It is between St. Leo IV and Benedict III that the medieval
gossips put the marvelous and fabulous Pope Joan. For this odd story of a woman
pope there is not the slightest historical justification. Dark as was the age,
there is enough light on the election of Benedict III to show that there is no
room for any pope or popess between Benedict and Leo. And there was enough
excitement and scandal too in the daring attempt of the excommunicated priest
Anastasius to steal the papacy without the old wives' tale of Pope Joan.
After Leo's death, Benedict, a Roman, the cardinal-priest of St.
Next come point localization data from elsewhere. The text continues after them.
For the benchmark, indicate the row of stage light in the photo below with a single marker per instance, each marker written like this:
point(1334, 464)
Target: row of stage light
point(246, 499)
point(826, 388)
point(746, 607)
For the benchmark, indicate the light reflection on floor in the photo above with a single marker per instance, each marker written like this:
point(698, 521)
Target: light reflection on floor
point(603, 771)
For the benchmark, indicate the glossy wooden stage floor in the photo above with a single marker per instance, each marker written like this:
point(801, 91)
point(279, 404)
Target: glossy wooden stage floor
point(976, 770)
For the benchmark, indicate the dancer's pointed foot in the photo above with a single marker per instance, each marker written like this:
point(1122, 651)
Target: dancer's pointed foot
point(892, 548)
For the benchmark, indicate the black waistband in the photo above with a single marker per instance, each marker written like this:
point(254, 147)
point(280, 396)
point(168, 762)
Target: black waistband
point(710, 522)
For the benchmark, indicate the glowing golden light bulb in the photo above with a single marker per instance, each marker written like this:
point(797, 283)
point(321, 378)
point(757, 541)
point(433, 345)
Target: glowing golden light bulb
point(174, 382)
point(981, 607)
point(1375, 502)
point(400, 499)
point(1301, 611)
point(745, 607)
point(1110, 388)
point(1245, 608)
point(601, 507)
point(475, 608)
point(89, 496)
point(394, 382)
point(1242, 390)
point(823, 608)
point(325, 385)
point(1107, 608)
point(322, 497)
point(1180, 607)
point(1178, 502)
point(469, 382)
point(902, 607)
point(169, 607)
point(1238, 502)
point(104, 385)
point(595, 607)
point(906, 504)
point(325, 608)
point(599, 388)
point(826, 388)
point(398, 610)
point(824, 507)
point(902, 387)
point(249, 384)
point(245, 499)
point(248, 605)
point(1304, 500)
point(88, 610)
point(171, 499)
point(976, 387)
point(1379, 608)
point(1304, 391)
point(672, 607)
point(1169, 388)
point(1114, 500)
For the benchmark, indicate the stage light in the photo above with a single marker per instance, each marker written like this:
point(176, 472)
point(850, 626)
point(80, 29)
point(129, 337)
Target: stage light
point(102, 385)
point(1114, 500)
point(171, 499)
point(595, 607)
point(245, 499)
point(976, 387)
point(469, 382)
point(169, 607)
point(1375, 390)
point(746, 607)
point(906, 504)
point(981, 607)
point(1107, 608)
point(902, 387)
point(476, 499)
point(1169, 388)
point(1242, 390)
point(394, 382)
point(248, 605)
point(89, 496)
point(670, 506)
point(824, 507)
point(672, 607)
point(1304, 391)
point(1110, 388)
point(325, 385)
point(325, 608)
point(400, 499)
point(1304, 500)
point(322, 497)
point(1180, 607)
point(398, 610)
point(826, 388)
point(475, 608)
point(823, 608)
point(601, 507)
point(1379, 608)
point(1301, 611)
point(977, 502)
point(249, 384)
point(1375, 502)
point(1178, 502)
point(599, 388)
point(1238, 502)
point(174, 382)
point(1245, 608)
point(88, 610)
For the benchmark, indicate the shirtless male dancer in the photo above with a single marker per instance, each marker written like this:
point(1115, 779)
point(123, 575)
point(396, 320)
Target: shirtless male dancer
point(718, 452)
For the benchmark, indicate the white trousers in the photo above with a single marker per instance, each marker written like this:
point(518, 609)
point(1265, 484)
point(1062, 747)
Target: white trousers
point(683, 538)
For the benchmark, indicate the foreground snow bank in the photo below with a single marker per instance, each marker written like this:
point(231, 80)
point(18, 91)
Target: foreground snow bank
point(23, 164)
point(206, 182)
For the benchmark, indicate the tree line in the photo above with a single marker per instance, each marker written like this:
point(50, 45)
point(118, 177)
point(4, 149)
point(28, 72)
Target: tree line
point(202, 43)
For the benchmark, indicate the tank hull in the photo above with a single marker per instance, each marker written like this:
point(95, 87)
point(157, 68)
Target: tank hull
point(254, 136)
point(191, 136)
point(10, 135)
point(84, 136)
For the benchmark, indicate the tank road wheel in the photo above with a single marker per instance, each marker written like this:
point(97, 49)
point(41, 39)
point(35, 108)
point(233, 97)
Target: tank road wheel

Calixtus, was elected pope. Legates were sent to the Emperor with notice of the
election. Then came trouble. Arsenius, bishop of Horta, an ambitious man, got
hold of the legates and persuaded them somehow to betray Benedict and get the
Emperor to put in his son Anastasius instead. That Anastasius had been
excommunicated under St. Leo IV seemed not to have bothered him at all. When the
legates returned to Rome with the imperial envoys, they brought Anastasius to
Rome in triumph. He smashed the notices of his excommunication and took over the
Lateran Palace. Benedict was stripped of his vestments and kept a prisoner. But
the Frankish envoys and the Roman plotters did not reckon with public opinion.
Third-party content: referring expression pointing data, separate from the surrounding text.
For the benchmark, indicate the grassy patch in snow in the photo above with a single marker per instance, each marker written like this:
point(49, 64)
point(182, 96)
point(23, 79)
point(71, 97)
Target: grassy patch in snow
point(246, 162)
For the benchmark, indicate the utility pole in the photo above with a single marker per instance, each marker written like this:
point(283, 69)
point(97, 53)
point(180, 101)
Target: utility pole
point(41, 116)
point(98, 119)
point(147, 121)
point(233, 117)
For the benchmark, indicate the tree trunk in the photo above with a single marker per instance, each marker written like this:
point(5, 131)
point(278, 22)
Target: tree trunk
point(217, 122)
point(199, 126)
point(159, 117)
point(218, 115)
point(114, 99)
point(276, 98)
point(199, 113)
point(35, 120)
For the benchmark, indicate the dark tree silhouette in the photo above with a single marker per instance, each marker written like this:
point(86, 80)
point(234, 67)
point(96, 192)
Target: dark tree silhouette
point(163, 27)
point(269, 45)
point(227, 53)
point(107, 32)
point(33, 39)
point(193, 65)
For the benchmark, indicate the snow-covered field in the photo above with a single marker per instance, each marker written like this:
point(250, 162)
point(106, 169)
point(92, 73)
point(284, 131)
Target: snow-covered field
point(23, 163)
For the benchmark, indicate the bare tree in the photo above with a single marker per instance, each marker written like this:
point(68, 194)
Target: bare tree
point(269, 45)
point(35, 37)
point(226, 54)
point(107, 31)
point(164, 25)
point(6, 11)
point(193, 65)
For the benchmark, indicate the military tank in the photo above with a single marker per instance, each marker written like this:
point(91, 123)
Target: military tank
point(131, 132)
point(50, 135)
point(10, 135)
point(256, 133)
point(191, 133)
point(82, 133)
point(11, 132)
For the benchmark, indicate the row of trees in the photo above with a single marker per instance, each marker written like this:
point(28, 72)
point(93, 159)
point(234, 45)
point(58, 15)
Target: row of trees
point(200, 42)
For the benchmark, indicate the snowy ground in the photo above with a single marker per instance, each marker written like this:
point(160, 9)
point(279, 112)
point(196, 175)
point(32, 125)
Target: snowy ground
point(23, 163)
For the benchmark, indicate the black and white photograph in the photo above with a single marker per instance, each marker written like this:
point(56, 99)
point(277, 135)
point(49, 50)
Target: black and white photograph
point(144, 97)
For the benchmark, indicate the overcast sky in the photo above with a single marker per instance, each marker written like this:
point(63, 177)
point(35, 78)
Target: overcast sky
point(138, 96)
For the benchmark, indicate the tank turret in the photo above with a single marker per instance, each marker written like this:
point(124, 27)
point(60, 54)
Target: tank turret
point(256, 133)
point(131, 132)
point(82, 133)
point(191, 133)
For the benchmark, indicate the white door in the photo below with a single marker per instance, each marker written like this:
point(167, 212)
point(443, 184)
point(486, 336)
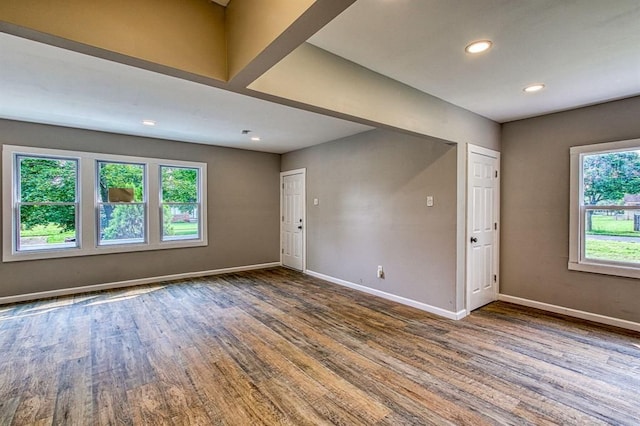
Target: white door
point(482, 226)
point(292, 221)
At a new election the crowd boldly cried that Anastasius was excommunicated. The
Frankish envoys, impressed by the determination of the Romans to have Benedict,
gave in. Out went Anastasius and Benedict returned in triumph to the Lateran. He
used his victory mercifully, even restoring Anastasius to lay communion and
making him an abbot. Benedict was a man who as a young student had soaked up
knowledge like a sponge.
Under St. Leo IV he had become
cardinal-priest of St. Calixtus. Though he was a mild man, Benedict could take
vigorous action when it was necessary in the interest of good morals. He was
horrified by the distressing state of affairs in the Frankish realms. Under
Charlemagne's incapable descendants anarchy grew and disorders multiplied.
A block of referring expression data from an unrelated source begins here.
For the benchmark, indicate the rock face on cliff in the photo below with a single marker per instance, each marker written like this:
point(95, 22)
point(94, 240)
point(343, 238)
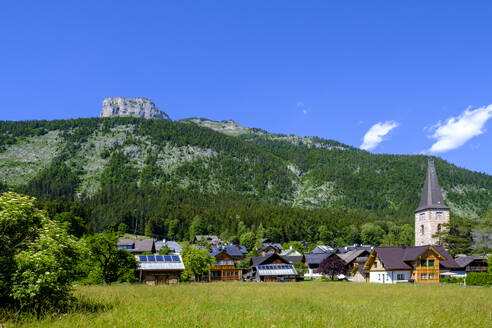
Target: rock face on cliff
point(136, 107)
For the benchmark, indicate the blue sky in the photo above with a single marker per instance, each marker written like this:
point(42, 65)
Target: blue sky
point(405, 71)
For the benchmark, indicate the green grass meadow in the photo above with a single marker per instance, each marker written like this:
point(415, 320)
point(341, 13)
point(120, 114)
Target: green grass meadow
point(305, 304)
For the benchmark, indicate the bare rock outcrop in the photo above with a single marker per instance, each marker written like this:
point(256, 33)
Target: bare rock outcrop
point(136, 107)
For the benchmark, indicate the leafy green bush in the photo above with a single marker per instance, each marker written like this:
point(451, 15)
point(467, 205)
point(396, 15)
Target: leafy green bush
point(452, 280)
point(479, 279)
point(38, 258)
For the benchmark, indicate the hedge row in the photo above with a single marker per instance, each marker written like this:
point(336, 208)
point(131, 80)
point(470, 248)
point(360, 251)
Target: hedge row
point(479, 279)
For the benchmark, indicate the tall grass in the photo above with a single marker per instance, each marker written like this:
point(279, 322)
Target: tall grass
point(308, 304)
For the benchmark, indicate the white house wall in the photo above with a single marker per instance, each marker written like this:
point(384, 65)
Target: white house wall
point(388, 277)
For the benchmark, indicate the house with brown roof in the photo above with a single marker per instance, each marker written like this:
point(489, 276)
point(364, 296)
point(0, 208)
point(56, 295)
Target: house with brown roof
point(421, 264)
point(272, 268)
point(226, 266)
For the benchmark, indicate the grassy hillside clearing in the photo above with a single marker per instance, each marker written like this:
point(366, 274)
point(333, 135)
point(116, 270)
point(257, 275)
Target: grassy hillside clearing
point(307, 304)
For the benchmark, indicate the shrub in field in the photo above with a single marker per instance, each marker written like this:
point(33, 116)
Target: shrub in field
point(332, 266)
point(106, 263)
point(37, 256)
point(478, 279)
point(452, 280)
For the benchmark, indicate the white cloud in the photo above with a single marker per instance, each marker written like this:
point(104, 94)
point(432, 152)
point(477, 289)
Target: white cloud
point(376, 133)
point(458, 130)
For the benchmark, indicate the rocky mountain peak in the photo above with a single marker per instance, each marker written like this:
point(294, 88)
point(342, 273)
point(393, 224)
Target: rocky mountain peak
point(136, 107)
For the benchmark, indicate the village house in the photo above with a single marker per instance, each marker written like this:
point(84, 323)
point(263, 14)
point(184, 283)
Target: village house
point(467, 264)
point(213, 240)
point(312, 262)
point(420, 264)
point(137, 245)
point(268, 249)
point(322, 249)
point(358, 272)
point(272, 268)
point(172, 245)
point(226, 267)
point(159, 269)
point(350, 257)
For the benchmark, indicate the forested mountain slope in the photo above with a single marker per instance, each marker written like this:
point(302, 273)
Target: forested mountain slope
point(131, 169)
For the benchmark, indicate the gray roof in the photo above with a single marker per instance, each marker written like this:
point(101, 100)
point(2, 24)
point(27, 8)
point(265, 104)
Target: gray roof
point(293, 259)
point(232, 250)
point(316, 258)
point(352, 255)
point(322, 249)
point(174, 246)
point(397, 257)
point(277, 270)
point(259, 260)
point(431, 194)
point(138, 245)
point(210, 238)
point(349, 248)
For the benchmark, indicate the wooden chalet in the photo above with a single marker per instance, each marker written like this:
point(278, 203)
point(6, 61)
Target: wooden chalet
point(226, 263)
point(420, 264)
point(312, 262)
point(467, 264)
point(350, 257)
point(137, 245)
point(358, 273)
point(272, 268)
point(159, 269)
point(268, 249)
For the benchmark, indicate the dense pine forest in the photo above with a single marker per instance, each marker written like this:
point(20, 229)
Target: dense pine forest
point(158, 177)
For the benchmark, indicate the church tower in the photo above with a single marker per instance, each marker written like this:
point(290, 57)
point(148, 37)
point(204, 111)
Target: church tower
point(432, 213)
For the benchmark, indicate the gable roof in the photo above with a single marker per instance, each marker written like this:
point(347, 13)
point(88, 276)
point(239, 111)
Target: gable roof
point(294, 259)
point(449, 263)
point(316, 258)
point(322, 249)
point(352, 255)
point(231, 250)
point(260, 260)
point(394, 258)
point(291, 252)
point(431, 193)
point(139, 245)
point(266, 246)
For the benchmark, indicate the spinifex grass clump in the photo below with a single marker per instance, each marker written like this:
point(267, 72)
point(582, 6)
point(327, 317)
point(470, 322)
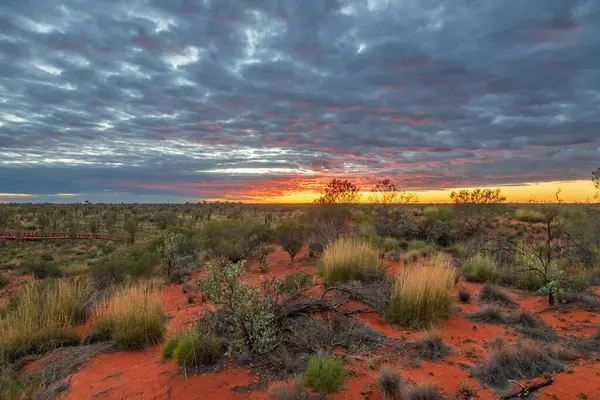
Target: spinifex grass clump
point(351, 258)
point(423, 294)
point(133, 317)
point(43, 314)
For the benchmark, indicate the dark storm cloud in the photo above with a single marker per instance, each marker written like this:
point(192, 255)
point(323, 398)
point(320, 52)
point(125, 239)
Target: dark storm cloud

Benedict wrote to the bishops of France rebuking them for not speaking out
against the mushrooming evils. He also rebuked Emperor Lothair II for sheltering
Ingeltrude, the runaway wife of the Italian, Count Boso. This Ingeltrude was an
international scandal, and the Pope had her excommunicated. A more consoling
event was the visit of King Ethelwulf of the West Saxons with his young son
Alfred. He brought the Pope many presents from England. Benedict made a
regulation that the pope and all the clergy must attend the funeral of a priest.
He worked to repair the damage done by the Saracens to St. Peter's and St.
Paul's, but his time was short. He died on April 17, 858.
Excerpted from "Popes
Through the Ages" by Joseph Brusher, S.J.